Засмеялась Матреша. А Ирина, жена ее племянника, услыхав о моем желании взять доску, сказала:
— Я сейчас из сарая вам хорошую доску принесу. А я говорю:
— Мне надо доску с кроватки. На это Матреша сказала:
— Ну, ступай, сама выбери и возьми себе.
Я сходила в сарай, выбрала и взяла себе доску. В то время я была у Матреши не одна, а со своей знакомой женщиной из деревни Поповка Пелагией Ивановной, с которой мы часто ходили к Матреше вместе. Поля, мы так звали ее, попросила у Матреши и себе доску, но Матреша сказала:
— Нет, больше никому не дам.
Тогда Поля попросила у меня дать ей половину дощечки. Я обращаюсь к Матреше и говорю ей:
— Матреша, я ей не дам.
Матреша мне ничего не сказала на это. Я чувствую, что она недовольна мною и говорю:
— Я ей немножко дам.
Матреша и на это ничего не отвечает. Мне стало как-то скорбно, я поняла, что я великая грешница и недостойный человек. Но скоро мне стало очень легко и я весело с радостью сказала:
— Тогда я ей половину дам.
А Матреша почувствовала, что я сознала свою греховность, и сказала:
— Ну, вот так, Мария Ивановна, так! И я всегда так делаю,—дай уж ей половину.
Когда мы с Полей вернулись домой, то распилили дощечку пополам, и опилки пополам поделили. Что делала Поля со своей дощечкой, я не знаю, а ко мне на другой день пришла знакомая женщина, наша Касимовская, Елизавета Павловна Пивоварова, и говорит:
— Мария Ивановна, у меня так болят бока, что ничего делать не могу, доктора не помогают, а работать необходимо, жить надо. У тебя есть Матрешины вещи, помоги мне.
Я приложила к ее бокам принесенную от кроватки Матрешиной дощечку, она помолилась и почувствовала облегчение, а на другой день стала работать, как и прежде.

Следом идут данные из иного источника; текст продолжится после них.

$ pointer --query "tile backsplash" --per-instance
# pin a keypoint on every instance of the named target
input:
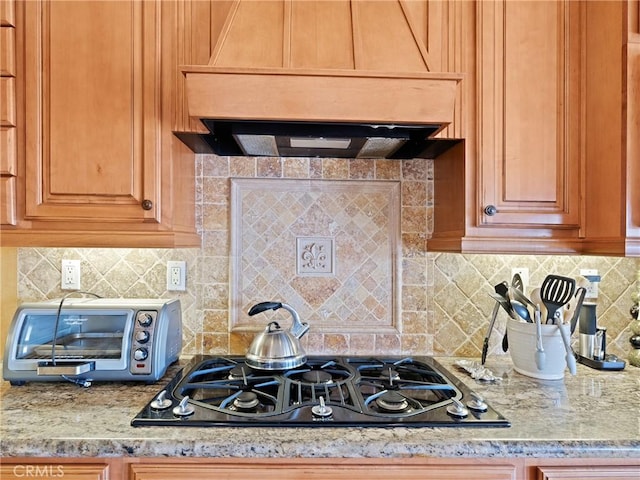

А Поля прогневала Матрешу тем, что попросила у меня дощечку. Матреша не любит, когда у нее просят, а дает сама, когда это нужно.
Мы с Полей вместе ходили к Матреше полтора года, а в дальнейшем Матреша запретила нам ходить к ней вместе. Она сказала мне:
— По одной ходите, каждому свое. Я, Мария Ивановна, никогда ничего ни у кого не просила, и ты ничего не проси, пусть кто сам чего даст.
— Была я однажды у Матреши,— рассказывает далее Мария Ивановна,— в то же время было у нее несколько монахинь, с которыми она очень ласково разговаривала. Одна из монахинь сказала, что хорошо было бы им вместе сфотографироваться. Матреша поддержала это пожелание. Когда ушли монахини, я попросила у Матреши разрешение снять ее. Матреша изъявила на это свое согласие и сказала:
— Ведь это не грешно, преподобные все сняты на память. И мне можно.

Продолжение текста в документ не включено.